Additionally, my participants, like the majority of fanfiction writers, are mostly female like myself. This connection is germane as I identify with the marginalization of this group, especially when it comes to literacy. Women’s literacy practices are often ridiculed as frivolous, and fanfiction is no exception (Black, 2007; Korobkova & Black, 2014; Thomas, 2006). As a woman and a digital native, my connection with the participants in this study allows me to relate to the position of the participants.
However, despite all of the connections I feel I have with the people in this study, I am not entirely one of them. As a teacher and an academic, I am in a traditional position of authority over adolescents. No matter how much respect or connections I have with them, I am an outsider. Even though I do not take part in them, the ways in which adults minimize, stereotype, and misunderstand adolescents affects my ability to communicate with and therefore study this demographic. Past experiences with adults trivializing adolescent behavior may make adolescents hesitant to trust me with theirs. Additionally, while often teenagers get called millennials by older generations, adolescents are now part of a new generation of which I am not a part.

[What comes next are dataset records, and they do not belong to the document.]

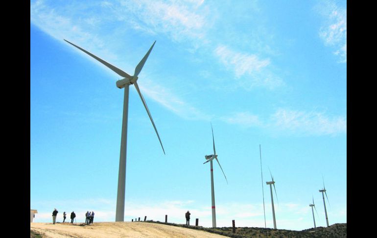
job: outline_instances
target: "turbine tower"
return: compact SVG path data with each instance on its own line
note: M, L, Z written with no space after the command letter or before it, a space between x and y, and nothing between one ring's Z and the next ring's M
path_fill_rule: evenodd
M276 220L275 217L275 207L274 207L274 198L272 196L272 186L274 185L274 189L275 190L275 194L276 195L276 200L278 200L278 194L276 194L276 189L275 187L275 181L274 181L274 177L272 176L272 174L270 171L270 174L271 174L271 178L272 180L270 182L266 182L266 184L270 185L270 191L271 192L271 203L272 206L272 218L274 219L274 229L276 229Z
M157 132L157 129L156 128L153 119L152 119L152 116L151 115L149 110L148 109L148 106L146 105L145 101L144 100L144 98L141 95L141 93L140 92L140 89L139 88L138 85L138 76L141 71L144 64L145 63L148 56L149 55L150 52L152 51L152 49L153 48L156 41L153 42L153 44L149 48L149 50L146 53L144 57L141 59L139 63L136 66L135 69L135 72L134 75L131 76L128 74L124 71L118 69L118 68L114 66L114 65L108 63L107 62L103 60L98 57L94 55L94 54L87 52L83 49L74 45L73 43L70 42L69 41L64 40L66 42L68 42L70 44L74 46L79 50L85 52L87 54L89 54L91 56L93 57L94 59L96 59L106 67L112 70L113 71L116 73L118 75L124 78L124 79L118 80L117 81L117 87L121 89L124 88L124 97L123 99L123 119L122 120L122 132L121 137L120 139L120 153L119 159L119 173L118 175L118 194L117 196L117 210L115 215L115 221L124 221L124 198L125 194L125 186L126 186L126 158L127 154L127 121L128 117L128 93L129 89L129 86L130 84L134 84L135 85L136 90L138 91L140 98L141 100L144 107L146 110L146 112L149 117L152 125L153 126L156 133L157 134L157 137L160 141L160 144L161 145L161 147L163 149L164 154L165 154L165 151L164 149L162 142L160 139L160 135L159 135L158 132Z
M313 210L313 208L314 208L314 209L315 209L315 212L317 212L317 209L315 208L315 205L314 204L314 198L312 197L313 198L313 203L312 204L309 204L309 206L311 207L311 212L313 213L313 221L314 222L314 228L316 228L315 226L315 219L314 219L314 211ZM317 212L317 215L318 215L318 213Z
M218 161L218 159L217 159L217 155L216 154L216 149L215 149L214 147L214 137L213 136L213 129L212 128L212 124L211 123L211 129L212 129L212 140L213 142L213 154L209 156L205 156L204 157L206 158L206 159L207 159L207 161L203 163L203 164L205 164L206 163L208 163L208 162L211 162L211 200L212 202L212 227L215 228L216 227L216 208L214 204L214 187L213 185L213 164L212 160L213 160L213 159L216 159L216 161L217 161L217 163L218 163L219 166L220 166L220 168L221 169L221 171L223 172L223 174L224 174L224 176L225 177L225 180L227 181L227 184L228 184L228 180L227 179L227 177L225 176L225 174L224 173L224 171L223 170L222 168L221 168L221 165L220 165L220 163Z
M323 181L323 189L320 189L319 190L319 192L322 193L322 198L323 198L323 206L325 207L325 215L326 217L326 224L327 224L327 226L329 226L329 218L327 217L327 211L326 211L326 204L325 203L325 196L323 195L323 193L325 193L325 194L326 195L326 198L327 198L327 201L330 204L330 202L329 202L329 198L327 197L327 194L326 193L326 189L325 188L325 181L323 180L323 177L322 177L322 180Z

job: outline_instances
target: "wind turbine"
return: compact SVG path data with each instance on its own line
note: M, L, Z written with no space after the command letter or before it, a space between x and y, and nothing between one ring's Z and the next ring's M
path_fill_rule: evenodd
M313 203L312 204L309 204L309 206L311 207L311 212L313 213L313 221L314 222L314 228L315 228L315 219L314 219L314 211L313 210L313 208L314 207L314 209L315 209L315 212L317 212L317 215L318 215L318 212L317 212L317 209L316 209L315 207L314 198L312 196L312 198L313 198Z
M211 198L212 201L212 227L215 228L216 227L216 208L214 204L214 187L213 186L213 164L212 162L212 160L213 160L213 159L216 159L216 161L217 161L217 163L218 163L218 165L220 166L220 168L221 169L221 171L223 172L223 174L224 174L224 176L225 177L225 180L226 180L227 181L227 184L228 184L228 180L227 179L227 177L225 176L225 174L224 173L224 171L223 170L222 168L221 168L221 165L220 165L220 163L218 161L218 159L217 159L217 155L216 154L216 149L215 149L215 147L214 147L214 137L213 136L213 129L212 128L212 123L211 125L211 129L212 129L212 140L213 142L213 154L209 156L204 156L204 158L206 158L206 159L207 159L207 161L204 162L203 164L208 163L208 162L211 162Z
M274 181L274 177L272 176L272 174L271 173L271 171L270 171L270 174L271 175L271 178L272 180L272 181L270 182L266 182L266 184L270 185L270 191L271 191L271 203L272 206L272 218L274 219L274 229L276 229L276 220L275 219L275 208L274 207L274 198L272 196L272 186L271 186L271 185L274 185L274 189L275 190L275 195L276 195L277 201L278 200L278 194L276 194L276 189L275 187L275 181Z
M140 98L141 99L141 102L144 105L144 107L146 110L146 112L148 113L148 115L149 117L152 125L153 126L156 133L157 134L157 137L160 141L160 144L161 145L161 147L163 149L164 154L165 154L165 151L164 149L162 142L160 139L160 135L159 135L158 132L157 132L157 129L156 128L153 119L152 119L152 116L151 115L149 110L148 109L148 106L146 105L145 101L144 100L144 98L141 95L141 93L140 92L140 89L139 88L138 85L138 76L141 71L144 64L145 63L148 56L149 55L150 52L152 51L152 49L153 48L156 41L153 42L153 44L149 48L149 50L146 53L144 57L141 59L139 63L136 66L135 69L135 72L133 76L130 76L124 71L118 69L118 68L114 66L114 65L108 63L107 62L103 60L98 57L94 55L94 54L87 52L83 49L74 45L73 43L70 42L69 41L64 40L70 44L74 46L79 50L85 52L87 54L89 54L91 56L93 57L94 59L96 59L101 63L105 65L106 67L115 72L118 75L124 78L124 79L118 80L117 81L117 87L119 88L124 88L124 97L123 99L123 119L122 120L122 132L121 137L120 139L120 153L119 159L119 173L118 175L118 194L117 196L117 210L115 215L115 221L124 221L124 197L125 194L125 186L126 186L126 158L127 154L127 119L128 117L128 93L129 89L129 86L130 84L134 84L135 85L136 90L138 91Z
M327 211L326 211L326 204L325 203L325 196L323 195L323 193L326 195L326 198L327 198L327 201L329 202L329 198L327 197L327 194L326 193L326 189L325 188L325 181L323 180L323 177L322 177L322 181L323 181L323 189L320 189L319 192L322 193L322 198L323 198L323 206L325 207L325 215L326 216L326 224L327 226L329 226L329 218L327 217Z

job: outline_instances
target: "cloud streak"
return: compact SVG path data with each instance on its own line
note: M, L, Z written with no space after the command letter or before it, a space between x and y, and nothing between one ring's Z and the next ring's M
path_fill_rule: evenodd
M237 52L221 44L213 53L227 69L234 73L238 85L245 89L263 86L272 89L283 84L268 69L271 64L268 58L261 59L256 54Z
M259 128L273 133L290 135L335 135L347 133L346 117L330 117L321 112L279 108L264 120L249 112L236 113L220 119L231 124Z
M315 8L324 19L320 37L325 46L335 49L340 62L347 63L347 9L331 1L321 2Z

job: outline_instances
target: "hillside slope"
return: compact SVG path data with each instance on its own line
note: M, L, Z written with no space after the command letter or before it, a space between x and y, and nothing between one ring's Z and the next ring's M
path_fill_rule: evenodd
M31 223L30 238L222 238L205 231L149 222L97 222L84 223Z

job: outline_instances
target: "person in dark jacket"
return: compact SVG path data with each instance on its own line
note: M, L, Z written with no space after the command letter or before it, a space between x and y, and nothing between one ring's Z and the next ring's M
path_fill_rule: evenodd
M92 211L92 213L90 214L90 223L93 223L93 219L94 219L94 212Z
M55 224L56 221L56 215L58 214L58 210L56 209L54 209L54 211L52 212L52 223Z
M74 213L74 212L72 212L71 213L71 223L73 223L73 219L76 217L76 214Z
M85 219L85 223L86 224L89 224L89 221L90 221L90 212L89 212L89 211L87 211L85 213L85 217L86 218Z
M186 212L186 225L190 225L190 215L191 213L188 211Z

Apart from my connection with adolescents, I am also connected with young adult literature and the particular series under study here. My interest in young adult literature began during my training to become a teacher. As I grew in my career, my connection with the literature did as well, leading me to write a young adult novel, advocate for young adult literature’s use in the classroom, and begin a doctoral program to study it.
The particular series that is the focus of this study, Throne of Glass, has been an ongoing pastime for me. Since devouring the first three books in the series one summer, I have purchased and read the following four books on their release date. I have found myself excitedly chatting with students in the halls about these books, buying additional copies with special art, and reading fanfiction and gazing at fan art from this series. It is safe to say that I am a fan, and I continue to look forward to the upcoming books in the series.

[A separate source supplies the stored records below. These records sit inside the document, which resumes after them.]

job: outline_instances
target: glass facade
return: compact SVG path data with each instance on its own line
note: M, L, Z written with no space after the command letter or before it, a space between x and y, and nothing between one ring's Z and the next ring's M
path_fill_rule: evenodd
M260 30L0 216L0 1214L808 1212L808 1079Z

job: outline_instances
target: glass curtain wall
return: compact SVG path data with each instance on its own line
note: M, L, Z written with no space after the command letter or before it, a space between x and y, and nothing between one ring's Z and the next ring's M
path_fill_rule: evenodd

I first discovered, read, and wrote fanfiction in high school, and I continue to read and participate in online fanfiction communities in both reading and writing. I have been a member of fanfiction.net since January 2013 and have published three stories on the site. I have read countless other stories in the space. I am involved in fan culture in other ways, from attending conventions to following fan sites and blogs. Jenkins (1992) talks about the advantages of being an “aca-fan,” an academic who is also a fan. While fandom can be a marginalized culture, aca-fans approach it with understanding and respect and are therefore more welcome and are able to gain more insight by being a participant with rather than an outsider to the culture (Jenkins, 1992). As a fan, I will understand fandom terminology and am already initiated in fan discourses.

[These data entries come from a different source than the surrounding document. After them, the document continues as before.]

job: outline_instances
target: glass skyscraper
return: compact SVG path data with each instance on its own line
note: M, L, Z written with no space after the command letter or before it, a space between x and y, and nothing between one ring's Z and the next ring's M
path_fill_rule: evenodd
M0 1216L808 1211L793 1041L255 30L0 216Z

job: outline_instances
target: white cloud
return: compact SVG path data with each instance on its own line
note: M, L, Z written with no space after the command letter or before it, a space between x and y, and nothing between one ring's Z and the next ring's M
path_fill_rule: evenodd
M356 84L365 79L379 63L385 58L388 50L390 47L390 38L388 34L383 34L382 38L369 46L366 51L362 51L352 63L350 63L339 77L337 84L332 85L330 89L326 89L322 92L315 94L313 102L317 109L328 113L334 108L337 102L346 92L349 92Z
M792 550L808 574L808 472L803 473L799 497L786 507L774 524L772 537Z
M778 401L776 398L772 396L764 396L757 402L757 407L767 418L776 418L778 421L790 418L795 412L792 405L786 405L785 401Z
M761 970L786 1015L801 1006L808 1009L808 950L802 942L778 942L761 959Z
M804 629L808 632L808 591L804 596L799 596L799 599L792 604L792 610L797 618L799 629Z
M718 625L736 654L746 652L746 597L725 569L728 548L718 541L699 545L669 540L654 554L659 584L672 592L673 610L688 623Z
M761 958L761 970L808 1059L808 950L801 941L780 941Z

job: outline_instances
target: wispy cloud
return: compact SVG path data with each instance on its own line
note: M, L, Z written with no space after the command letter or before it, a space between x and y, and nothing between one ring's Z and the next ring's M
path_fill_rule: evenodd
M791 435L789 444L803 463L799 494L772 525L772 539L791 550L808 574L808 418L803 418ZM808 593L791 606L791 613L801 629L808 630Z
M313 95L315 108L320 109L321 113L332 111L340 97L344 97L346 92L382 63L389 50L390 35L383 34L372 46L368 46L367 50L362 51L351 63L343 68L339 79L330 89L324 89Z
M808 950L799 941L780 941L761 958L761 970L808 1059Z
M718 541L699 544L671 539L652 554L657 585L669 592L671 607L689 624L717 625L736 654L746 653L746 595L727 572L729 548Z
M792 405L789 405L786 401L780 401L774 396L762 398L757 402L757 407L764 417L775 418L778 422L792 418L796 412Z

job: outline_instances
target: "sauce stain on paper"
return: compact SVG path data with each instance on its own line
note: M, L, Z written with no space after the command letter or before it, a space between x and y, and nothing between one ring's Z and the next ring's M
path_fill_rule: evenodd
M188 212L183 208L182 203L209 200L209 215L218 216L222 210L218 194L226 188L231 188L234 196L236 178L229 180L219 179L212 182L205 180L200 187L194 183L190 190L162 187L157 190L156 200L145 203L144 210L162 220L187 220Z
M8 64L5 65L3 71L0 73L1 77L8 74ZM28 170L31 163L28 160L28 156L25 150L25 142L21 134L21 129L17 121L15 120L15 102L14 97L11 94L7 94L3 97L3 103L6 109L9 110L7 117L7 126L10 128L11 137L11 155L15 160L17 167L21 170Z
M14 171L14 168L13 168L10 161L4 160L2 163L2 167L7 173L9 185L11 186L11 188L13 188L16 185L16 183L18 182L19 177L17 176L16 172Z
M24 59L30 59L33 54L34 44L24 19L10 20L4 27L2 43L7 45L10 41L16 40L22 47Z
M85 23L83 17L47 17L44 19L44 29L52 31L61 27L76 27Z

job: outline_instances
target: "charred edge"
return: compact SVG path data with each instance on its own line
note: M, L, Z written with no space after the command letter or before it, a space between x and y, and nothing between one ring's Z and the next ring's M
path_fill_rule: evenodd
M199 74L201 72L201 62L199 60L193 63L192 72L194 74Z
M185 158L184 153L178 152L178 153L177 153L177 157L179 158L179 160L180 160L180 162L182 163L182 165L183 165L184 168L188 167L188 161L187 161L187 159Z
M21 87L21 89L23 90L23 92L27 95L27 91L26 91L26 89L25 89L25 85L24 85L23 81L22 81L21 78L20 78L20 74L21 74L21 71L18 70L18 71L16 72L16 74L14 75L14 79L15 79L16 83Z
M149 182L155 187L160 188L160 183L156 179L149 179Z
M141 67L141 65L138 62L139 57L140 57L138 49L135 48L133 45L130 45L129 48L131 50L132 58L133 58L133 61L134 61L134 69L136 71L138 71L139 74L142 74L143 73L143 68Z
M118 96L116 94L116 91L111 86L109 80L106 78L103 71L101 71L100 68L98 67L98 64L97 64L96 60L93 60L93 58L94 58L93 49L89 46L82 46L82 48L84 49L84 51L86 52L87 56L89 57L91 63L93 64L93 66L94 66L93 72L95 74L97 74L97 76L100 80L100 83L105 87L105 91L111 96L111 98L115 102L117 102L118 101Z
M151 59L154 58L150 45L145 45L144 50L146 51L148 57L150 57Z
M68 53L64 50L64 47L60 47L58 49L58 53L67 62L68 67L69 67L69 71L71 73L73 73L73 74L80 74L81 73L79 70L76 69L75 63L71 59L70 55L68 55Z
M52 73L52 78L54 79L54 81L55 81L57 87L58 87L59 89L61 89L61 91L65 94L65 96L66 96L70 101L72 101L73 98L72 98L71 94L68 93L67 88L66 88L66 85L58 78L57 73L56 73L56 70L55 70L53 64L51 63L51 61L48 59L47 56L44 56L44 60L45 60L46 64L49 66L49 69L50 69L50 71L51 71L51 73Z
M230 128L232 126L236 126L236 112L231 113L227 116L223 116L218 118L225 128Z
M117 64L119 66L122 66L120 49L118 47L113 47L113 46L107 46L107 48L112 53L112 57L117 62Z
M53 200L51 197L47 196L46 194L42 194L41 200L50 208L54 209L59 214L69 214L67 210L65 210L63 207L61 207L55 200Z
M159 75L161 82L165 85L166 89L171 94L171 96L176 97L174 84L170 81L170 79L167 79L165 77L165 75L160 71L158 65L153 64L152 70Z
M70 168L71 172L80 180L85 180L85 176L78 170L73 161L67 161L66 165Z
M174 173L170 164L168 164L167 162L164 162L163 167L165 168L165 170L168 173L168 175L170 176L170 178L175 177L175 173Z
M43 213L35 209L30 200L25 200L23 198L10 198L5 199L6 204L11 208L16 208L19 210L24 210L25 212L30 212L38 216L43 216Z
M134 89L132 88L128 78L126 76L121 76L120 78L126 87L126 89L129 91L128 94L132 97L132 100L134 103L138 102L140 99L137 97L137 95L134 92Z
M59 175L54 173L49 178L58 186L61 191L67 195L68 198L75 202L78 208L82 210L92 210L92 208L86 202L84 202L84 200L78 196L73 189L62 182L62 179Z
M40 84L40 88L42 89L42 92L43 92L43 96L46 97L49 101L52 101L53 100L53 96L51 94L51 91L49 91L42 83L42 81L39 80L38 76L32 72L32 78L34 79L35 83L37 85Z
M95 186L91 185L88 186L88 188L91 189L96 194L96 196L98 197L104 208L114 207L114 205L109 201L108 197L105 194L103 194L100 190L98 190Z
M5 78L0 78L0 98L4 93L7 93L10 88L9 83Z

Female, digital-native fanfiction writers are a marginalized group in many ways. The complexity of my positionality as an insider in this community and an outsider academic allows me to simultaneously gain in-depth insight while also stepping back for delineation and elaboration. From a New Materialist perspective, a researcher becomes part of the intra-action under study as nothing that intra-acts with the subject of study can remain separate from it. In this case, my familiarity with the community allows for a more seamless integration into the intra-action.